Submitted by The North Shore Choral Society
The North Shore Choral Society, under the overall direction of Julia Davids, will perform the music of Black composers in its concert To Sit and Dream, November 13 at 4 p.m., at the Unitarian Church of Evanston, 1330 Ridge Avenue.
Assistant Conductor Tierra Whetstone-Christian has curated and will conduct the program. A graduate of North Park University, Whetstone-Christian joined the North Shore Choral Society in 2019 as Apprentice Conductor and moved to her current position in 2021. She has conducted numerous pieces and has sung solos during her tenure, and she is embracing this new opportunity to plan, rehearse, and lead a full concert with the group.
In selecting music for the performance, Whetstone-Christian chose many of the pieces she had sung earlier, when she was in school. She wanted to conduct the music for an older, seasoned choir like the North Shore Choral Society, whose members have experience, mature voices, and musicality.
“They will do this well,” she said.
It was also an opportunity to educate the mostly white choir about the diversity of Black music, including Gospel and non-idiomatic pieces. Whetstone-Christian acknowledged that some think white choristers should not sing Black music. She disagrees and sees this as an educational opportunity for those unfamiliar with the genre. Experiencing the rhythms and intensity of the music is to learn about it.

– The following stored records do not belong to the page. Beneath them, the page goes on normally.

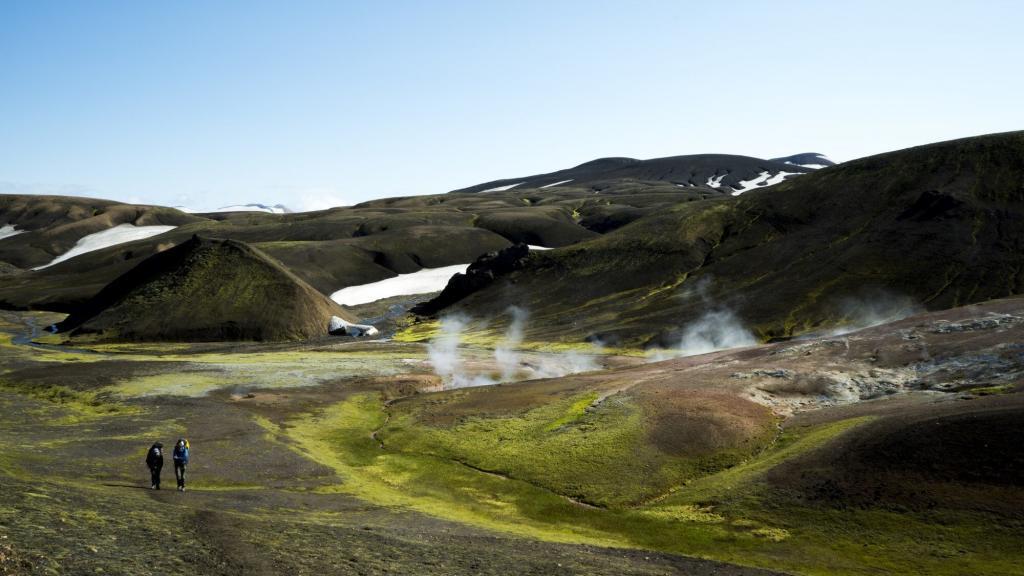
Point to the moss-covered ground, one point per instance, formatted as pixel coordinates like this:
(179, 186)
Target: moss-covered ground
(333, 459)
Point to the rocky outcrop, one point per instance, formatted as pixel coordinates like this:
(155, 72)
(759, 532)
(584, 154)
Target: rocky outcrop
(479, 275)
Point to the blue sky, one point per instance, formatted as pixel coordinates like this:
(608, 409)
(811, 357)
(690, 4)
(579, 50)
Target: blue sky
(309, 104)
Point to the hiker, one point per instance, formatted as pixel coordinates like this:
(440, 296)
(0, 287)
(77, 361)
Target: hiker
(155, 459)
(180, 456)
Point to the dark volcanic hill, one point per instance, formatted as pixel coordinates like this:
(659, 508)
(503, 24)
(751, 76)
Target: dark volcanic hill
(712, 170)
(342, 247)
(206, 290)
(940, 225)
(51, 224)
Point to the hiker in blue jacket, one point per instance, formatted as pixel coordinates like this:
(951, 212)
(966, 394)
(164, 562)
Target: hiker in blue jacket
(180, 456)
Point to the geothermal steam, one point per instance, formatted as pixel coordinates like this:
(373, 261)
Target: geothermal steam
(880, 307)
(719, 329)
(443, 353)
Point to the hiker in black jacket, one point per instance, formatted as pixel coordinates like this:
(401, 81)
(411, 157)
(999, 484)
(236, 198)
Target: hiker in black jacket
(155, 459)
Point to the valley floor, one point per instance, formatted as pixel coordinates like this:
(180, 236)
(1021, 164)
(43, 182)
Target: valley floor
(327, 457)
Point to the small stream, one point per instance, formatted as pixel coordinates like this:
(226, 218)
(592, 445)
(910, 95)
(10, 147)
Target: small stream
(33, 331)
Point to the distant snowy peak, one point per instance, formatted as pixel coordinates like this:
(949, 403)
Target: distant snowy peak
(275, 209)
(725, 172)
(811, 160)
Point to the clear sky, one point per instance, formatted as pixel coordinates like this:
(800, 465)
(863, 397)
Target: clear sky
(311, 104)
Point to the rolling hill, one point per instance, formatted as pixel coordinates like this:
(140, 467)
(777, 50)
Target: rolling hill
(725, 171)
(204, 290)
(938, 225)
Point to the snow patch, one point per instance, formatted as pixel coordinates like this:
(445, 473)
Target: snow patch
(110, 237)
(502, 188)
(763, 179)
(422, 282)
(713, 182)
(8, 230)
(557, 183)
(275, 209)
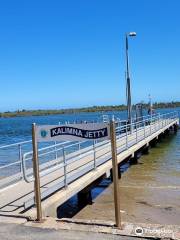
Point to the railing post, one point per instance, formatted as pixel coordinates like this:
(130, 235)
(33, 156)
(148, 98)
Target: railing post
(126, 137)
(94, 151)
(65, 167)
(144, 129)
(56, 156)
(115, 175)
(20, 159)
(136, 133)
(37, 189)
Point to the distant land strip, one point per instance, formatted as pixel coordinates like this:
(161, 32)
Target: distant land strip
(122, 107)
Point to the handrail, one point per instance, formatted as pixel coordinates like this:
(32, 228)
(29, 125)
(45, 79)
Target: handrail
(68, 148)
(153, 121)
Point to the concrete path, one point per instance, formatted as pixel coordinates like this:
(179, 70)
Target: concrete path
(11, 231)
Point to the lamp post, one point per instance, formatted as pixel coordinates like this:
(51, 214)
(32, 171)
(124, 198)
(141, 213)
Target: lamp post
(128, 82)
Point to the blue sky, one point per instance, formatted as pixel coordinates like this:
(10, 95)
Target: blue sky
(60, 54)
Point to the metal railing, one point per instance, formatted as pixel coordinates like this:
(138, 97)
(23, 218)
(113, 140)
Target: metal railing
(65, 158)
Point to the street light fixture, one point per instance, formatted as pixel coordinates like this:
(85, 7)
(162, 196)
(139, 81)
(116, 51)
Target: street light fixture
(128, 82)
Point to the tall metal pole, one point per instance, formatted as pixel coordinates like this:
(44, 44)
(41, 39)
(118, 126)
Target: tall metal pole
(128, 86)
(37, 190)
(115, 175)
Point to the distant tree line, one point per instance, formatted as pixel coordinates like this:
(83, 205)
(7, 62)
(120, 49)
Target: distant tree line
(122, 107)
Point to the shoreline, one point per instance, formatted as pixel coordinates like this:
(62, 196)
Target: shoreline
(94, 109)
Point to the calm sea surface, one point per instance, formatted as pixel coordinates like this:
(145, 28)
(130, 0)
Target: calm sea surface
(17, 129)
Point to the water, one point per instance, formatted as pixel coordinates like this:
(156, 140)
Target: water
(149, 191)
(18, 129)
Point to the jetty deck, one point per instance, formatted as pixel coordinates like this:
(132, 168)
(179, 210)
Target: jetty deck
(73, 171)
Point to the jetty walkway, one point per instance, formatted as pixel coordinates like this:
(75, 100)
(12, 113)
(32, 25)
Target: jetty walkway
(71, 168)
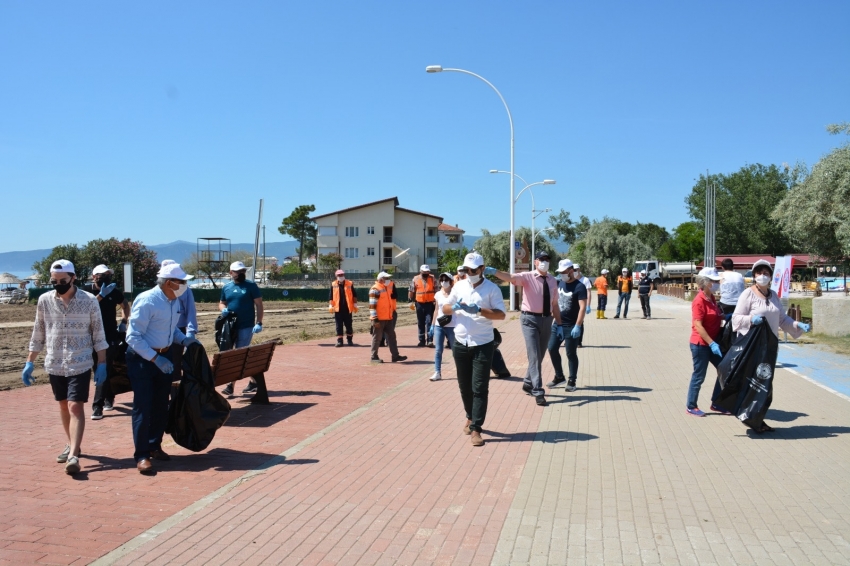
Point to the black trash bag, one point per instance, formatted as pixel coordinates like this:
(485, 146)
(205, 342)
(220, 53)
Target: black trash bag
(197, 410)
(746, 376)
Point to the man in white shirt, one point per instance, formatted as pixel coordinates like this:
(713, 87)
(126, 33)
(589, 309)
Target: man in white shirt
(731, 287)
(475, 302)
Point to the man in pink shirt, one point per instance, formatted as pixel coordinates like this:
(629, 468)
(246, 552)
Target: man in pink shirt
(539, 306)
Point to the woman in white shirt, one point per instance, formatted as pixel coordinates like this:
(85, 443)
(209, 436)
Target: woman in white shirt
(439, 332)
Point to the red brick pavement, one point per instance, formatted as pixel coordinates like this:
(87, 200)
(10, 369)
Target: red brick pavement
(398, 482)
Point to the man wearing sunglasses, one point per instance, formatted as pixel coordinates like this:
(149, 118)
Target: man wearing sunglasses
(69, 327)
(153, 330)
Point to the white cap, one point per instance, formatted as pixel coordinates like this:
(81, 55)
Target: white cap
(173, 271)
(564, 265)
(473, 260)
(62, 266)
(763, 262)
(710, 272)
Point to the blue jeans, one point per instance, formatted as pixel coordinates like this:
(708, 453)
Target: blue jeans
(623, 297)
(439, 333)
(702, 355)
(570, 345)
(151, 391)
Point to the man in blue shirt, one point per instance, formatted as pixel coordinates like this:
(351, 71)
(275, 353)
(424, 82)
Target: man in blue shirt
(242, 297)
(152, 332)
(572, 301)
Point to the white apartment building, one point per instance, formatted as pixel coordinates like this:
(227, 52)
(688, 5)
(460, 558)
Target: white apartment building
(379, 235)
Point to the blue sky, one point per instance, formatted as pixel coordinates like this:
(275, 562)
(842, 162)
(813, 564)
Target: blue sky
(161, 121)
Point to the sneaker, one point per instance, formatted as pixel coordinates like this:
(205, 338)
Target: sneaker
(72, 466)
(63, 457)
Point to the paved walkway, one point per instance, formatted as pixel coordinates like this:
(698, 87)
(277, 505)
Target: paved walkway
(356, 464)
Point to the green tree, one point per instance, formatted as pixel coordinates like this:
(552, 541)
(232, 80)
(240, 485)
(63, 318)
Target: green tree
(743, 205)
(299, 226)
(815, 214)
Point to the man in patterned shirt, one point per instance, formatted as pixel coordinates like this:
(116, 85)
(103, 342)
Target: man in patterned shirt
(69, 326)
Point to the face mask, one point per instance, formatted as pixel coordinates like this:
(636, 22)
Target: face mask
(62, 288)
(180, 289)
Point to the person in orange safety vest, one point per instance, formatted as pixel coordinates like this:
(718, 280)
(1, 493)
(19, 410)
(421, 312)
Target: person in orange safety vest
(342, 302)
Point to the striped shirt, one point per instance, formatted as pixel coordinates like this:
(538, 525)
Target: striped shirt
(70, 335)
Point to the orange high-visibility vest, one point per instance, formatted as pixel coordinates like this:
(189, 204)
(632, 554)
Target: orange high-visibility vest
(349, 295)
(424, 289)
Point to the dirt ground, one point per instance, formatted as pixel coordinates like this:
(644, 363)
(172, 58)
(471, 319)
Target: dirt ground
(288, 321)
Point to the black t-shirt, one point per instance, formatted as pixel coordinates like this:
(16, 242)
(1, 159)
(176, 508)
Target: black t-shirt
(569, 294)
(108, 305)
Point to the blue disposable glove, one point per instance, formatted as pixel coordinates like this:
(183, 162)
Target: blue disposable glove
(100, 374)
(106, 289)
(471, 309)
(164, 364)
(26, 375)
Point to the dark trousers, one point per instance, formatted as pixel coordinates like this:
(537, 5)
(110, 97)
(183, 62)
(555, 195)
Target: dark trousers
(644, 305)
(151, 389)
(343, 319)
(624, 297)
(473, 373)
(424, 314)
(103, 392)
(572, 357)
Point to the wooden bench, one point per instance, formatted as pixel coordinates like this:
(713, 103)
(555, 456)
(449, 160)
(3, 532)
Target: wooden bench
(250, 361)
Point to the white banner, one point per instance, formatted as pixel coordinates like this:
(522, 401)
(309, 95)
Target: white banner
(782, 275)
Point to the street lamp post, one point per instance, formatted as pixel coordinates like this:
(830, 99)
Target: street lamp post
(440, 69)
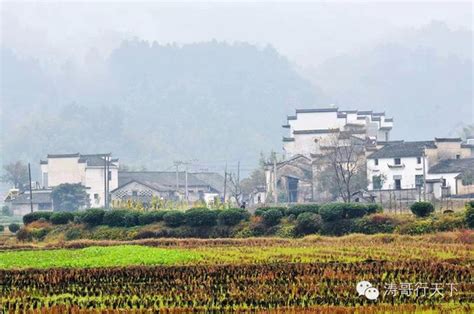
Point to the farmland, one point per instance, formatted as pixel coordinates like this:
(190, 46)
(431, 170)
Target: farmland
(310, 274)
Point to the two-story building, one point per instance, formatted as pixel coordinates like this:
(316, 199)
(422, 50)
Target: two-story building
(311, 129)
(401, 165)
(91, 170)
(144, 185)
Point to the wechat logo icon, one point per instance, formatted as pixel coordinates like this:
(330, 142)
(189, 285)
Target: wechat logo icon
(365, 288)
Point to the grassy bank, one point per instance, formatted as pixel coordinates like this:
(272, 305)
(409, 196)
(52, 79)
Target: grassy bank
(352, 248)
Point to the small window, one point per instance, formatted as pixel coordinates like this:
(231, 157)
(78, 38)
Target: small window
(419, 180)
(377, 182)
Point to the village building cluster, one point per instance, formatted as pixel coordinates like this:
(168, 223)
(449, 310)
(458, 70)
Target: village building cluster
(105, 183)
(430, 169)
(319, 141)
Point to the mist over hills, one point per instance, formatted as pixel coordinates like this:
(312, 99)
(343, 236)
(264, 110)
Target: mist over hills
(423, 78)
(150, 104)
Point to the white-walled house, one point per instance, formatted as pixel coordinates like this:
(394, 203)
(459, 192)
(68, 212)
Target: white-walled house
(311, 129)
(398, 165)
(86, 169)
(401, 165)
(20, 203)
(168, 185)
(452, 177)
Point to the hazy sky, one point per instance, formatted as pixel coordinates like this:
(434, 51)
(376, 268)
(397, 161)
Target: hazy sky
(307, 33)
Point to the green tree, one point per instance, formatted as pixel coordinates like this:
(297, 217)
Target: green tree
(6, 211)
(69, 197)
(16, 173)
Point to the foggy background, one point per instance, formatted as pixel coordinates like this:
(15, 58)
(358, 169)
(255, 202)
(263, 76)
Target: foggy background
(153, 83)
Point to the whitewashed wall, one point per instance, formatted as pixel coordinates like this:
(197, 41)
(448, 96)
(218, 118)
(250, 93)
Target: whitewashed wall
(408, 172)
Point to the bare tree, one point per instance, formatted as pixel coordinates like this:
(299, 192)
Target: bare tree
(345, 167)
(235, 188)
(16, 173)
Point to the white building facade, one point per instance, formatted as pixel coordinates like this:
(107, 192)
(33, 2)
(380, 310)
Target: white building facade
(310, 129)
(88, 170)
(403, 165)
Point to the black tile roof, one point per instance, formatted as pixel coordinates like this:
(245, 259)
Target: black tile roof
(448, 139)
(39, 197)
(163, 178)
(453, 166)
(94, 160)
(214, 179)
(316, 110)
(403, 149)
(320, 131)
(152, 185)
(63, 155)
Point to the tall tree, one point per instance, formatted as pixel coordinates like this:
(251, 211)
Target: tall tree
(69, 197)
(344, 169)
(16, 173)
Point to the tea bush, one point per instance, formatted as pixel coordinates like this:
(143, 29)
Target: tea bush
(422, 209)
(61, 218)
(174, 218)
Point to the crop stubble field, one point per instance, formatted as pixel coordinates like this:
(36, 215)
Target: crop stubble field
(316, 274)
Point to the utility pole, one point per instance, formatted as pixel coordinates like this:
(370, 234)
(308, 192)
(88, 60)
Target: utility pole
(107, 201)
(31, 192)
(186, 182)
(225, 181)
(424, 174)
(105, 181)
(176, 164)
(275, 180)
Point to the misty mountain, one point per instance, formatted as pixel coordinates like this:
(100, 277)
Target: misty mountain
(150, 104)
(423, 78)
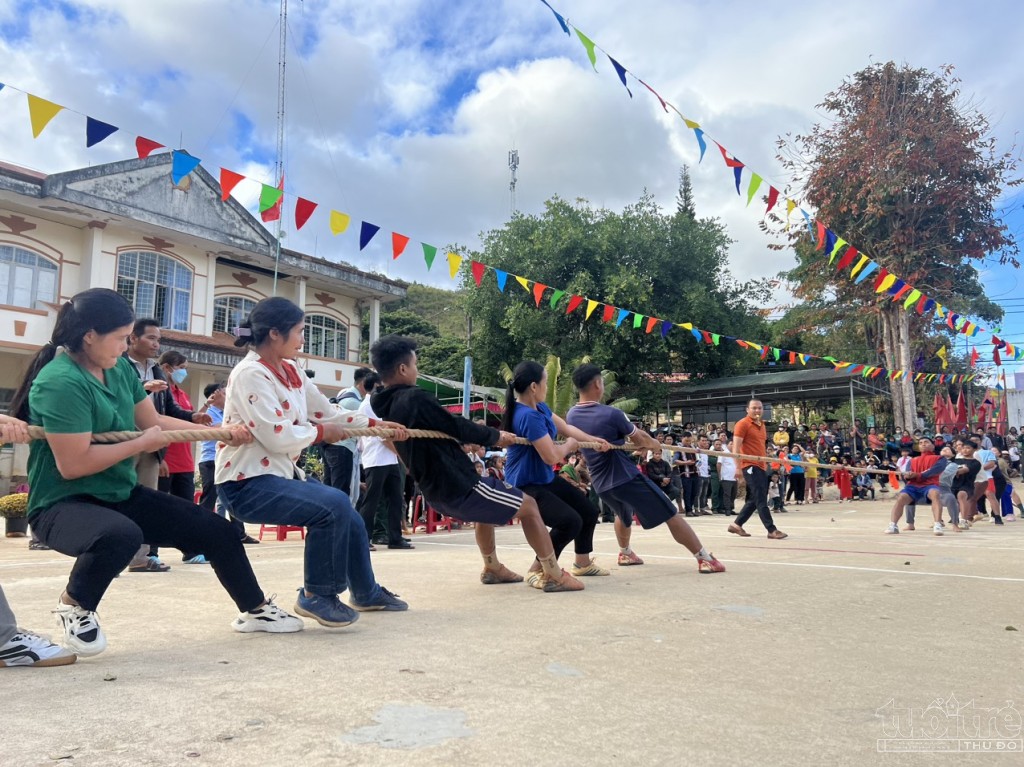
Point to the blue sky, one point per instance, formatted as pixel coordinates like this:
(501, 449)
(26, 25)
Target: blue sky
(402, 112)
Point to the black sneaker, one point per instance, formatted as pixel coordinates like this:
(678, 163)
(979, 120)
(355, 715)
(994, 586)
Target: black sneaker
(385, 601)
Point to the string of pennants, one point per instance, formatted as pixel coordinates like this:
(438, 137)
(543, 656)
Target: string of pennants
(860, 265)
(271, 199)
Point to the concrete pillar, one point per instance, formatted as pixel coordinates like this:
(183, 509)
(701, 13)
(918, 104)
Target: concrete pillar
(211, 281)
(375, 321)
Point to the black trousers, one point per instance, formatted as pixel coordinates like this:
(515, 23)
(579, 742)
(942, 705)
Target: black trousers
(567, 512)
(207, 470)
(384, 485)
(338, 464)
(757, 498)
(103, 537)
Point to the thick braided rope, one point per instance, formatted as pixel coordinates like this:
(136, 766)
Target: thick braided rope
(202, 435)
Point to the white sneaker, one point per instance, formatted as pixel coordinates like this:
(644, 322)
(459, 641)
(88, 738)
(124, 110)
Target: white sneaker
(270, 619)
(26, 648)
(81, 628)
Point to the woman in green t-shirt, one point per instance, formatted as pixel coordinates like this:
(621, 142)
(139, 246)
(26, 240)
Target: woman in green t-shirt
(85, 501)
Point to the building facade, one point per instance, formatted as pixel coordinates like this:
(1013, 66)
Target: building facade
(179, 253)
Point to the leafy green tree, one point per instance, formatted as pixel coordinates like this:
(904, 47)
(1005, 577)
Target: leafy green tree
(907, 172)
(670, 266)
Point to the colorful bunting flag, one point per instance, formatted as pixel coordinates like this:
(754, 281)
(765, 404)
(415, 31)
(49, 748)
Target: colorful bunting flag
(96, 131)
(40, 114)
(339, 223)
(303, 210)
(181, 165)
(455, 261)
(228, 180)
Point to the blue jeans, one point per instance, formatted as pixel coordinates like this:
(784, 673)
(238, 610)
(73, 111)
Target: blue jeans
(337, 555)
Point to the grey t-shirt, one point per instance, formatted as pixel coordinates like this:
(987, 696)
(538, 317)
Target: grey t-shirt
(609, 469)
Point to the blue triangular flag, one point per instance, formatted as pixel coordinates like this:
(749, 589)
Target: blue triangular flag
(367, 231)
(704, 144)
(621, 71)
(558, 15)
(181, 165)
(96, 131)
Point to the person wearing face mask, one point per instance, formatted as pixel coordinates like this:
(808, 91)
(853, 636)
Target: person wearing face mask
(179, 478)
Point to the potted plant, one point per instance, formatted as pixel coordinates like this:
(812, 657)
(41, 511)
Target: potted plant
(12, 509)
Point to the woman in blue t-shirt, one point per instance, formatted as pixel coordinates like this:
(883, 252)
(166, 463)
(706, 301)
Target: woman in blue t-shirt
(563, 508)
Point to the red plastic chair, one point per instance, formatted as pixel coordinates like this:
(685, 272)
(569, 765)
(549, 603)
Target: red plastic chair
(433, 520)
(281, 530)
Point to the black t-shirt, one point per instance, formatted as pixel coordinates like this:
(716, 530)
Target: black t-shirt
(966, 481)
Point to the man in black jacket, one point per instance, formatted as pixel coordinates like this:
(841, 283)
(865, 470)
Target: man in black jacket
(143, 349)
(446, 478)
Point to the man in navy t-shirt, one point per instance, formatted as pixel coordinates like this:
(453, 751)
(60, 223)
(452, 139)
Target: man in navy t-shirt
(617, 480)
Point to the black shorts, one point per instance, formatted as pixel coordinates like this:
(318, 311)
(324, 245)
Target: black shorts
(640, 497)
(489, 501)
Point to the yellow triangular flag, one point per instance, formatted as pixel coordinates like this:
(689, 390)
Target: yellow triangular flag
(455, 261)
(339, 221)
(41, 112)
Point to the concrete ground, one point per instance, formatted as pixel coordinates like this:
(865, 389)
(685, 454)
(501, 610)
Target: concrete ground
(825, 648)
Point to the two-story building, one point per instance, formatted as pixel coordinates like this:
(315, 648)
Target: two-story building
(179, 253)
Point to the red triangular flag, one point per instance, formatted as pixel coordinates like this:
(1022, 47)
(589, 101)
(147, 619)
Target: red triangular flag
(228, 180)
(303, 209)
(847, 258)
(398, 243)
(145, 146)
(539, 293)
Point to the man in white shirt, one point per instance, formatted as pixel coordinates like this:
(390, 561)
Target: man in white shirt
(341, 459)
(384, 480)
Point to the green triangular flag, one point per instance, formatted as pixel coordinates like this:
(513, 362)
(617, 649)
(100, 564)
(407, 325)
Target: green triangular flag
(589, 45)
(429, 252)
(268, 197)
(753, 188)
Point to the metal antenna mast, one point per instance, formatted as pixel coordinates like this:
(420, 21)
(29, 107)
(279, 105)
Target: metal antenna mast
(513, 166)
(279, 165)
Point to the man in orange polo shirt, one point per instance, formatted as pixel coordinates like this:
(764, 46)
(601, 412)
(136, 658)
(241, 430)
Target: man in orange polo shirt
(750, 438)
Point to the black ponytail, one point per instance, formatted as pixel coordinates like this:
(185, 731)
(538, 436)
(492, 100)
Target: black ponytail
(526, 373)
(271, 313)
(98, 309)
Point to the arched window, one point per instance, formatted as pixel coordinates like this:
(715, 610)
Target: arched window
(26, 279)
(157, 286)
(326, 337)
(230, 311)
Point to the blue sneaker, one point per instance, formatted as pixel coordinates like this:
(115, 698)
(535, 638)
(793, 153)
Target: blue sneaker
(384, 601)
(326, 610)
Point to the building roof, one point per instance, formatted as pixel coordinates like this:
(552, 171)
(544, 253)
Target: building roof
(806, 385)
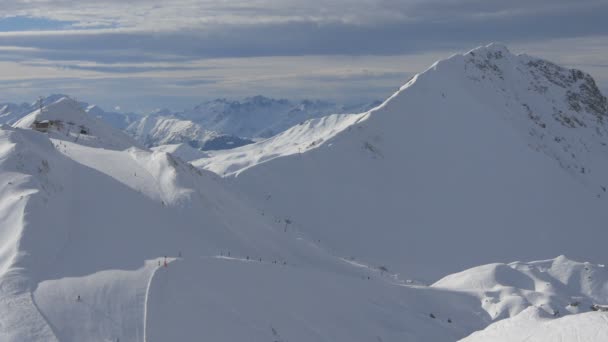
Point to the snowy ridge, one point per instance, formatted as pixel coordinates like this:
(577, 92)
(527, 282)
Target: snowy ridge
(66, 120)
(155, 130)
(556, 286)
(455, 153)
(313, 234)
(298, 139)
(262, 117)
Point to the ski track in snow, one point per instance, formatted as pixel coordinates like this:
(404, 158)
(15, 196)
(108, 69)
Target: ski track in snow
(86, 214)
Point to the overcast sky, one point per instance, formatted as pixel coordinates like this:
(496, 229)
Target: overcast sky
(145, 54)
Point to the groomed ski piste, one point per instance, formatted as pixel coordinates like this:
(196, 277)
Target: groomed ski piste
(105, 240)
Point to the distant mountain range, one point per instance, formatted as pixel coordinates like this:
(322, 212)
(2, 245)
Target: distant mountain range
(212, 125)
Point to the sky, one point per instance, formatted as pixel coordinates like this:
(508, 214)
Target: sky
(139, 55)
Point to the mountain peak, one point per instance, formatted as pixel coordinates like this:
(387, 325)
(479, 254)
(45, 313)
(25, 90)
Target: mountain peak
(65, 119)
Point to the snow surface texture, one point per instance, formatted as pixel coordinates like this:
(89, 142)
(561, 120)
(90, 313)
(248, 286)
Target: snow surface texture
(155, 130)
(323, 233)
(68, 121)
(471, 160)
(262, 117)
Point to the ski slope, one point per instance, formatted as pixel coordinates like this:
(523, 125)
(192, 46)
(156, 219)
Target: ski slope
(352, 227)
(484, 157)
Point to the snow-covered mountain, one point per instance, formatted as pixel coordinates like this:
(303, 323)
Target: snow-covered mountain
(262, 117)
(66, 120)
(157, 129)
(114, 119)
(333, 230)
(484, 156)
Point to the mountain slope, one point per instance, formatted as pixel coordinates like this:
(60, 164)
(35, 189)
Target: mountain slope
(532, 326)
(66, 120)
(486, 156)
(262, 117)
(156, 130)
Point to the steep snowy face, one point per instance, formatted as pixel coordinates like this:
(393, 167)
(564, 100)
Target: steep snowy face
(557, 286)
(561, 111)
(114, 119)
(533, 325)
(10, 112)
(156, 130)
(65, 119)
(486, 156)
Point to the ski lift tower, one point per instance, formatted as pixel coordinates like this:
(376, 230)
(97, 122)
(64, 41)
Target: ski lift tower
(40, 103)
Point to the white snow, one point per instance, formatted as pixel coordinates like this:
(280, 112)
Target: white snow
(450, 172)
(330, 231)
(155, 130)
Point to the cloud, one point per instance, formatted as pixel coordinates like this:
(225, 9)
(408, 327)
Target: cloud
(332, 48)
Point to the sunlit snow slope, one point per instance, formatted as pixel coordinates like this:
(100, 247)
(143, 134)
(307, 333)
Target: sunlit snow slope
(486, 156)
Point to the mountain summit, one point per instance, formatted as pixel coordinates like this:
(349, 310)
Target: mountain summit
(486, 155)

One piece was new to Whetstone-Christian: To Sit and Dream by Black female composer Rosephanye Powell with words from the poem To You by Langston Hughes. After discovering it herself, Whetstone-Christian wanted to introduce it to others, she said, for the “dissonance merging with beauty that speaks to our complex world so brilliantly; and how we who dream, we who seek should come together, dream together, make the world a different and more beautiful place, together.”
Under Whetstone-Christian’s direction, the North Shore Choral Society is singing one piece that has never been written down. Composed by her mother and former opera singer Rauquaia Hale-Wallace, Done Opened My Mouth was passed on to Whetstone-Christian through the oral tradition. She in turn, is passing it on to the choir. To learn and sing the music by rote, the North Shore Choral Society has moved out of its comfort zone. In doing so, however, the choir is able to experience what Black singers and others, who in the past had no access to written music, have done for generations.
The North Shore Choral Society looks forward to sharing this beautiful music and the history that comes with it, in its concert on November 13.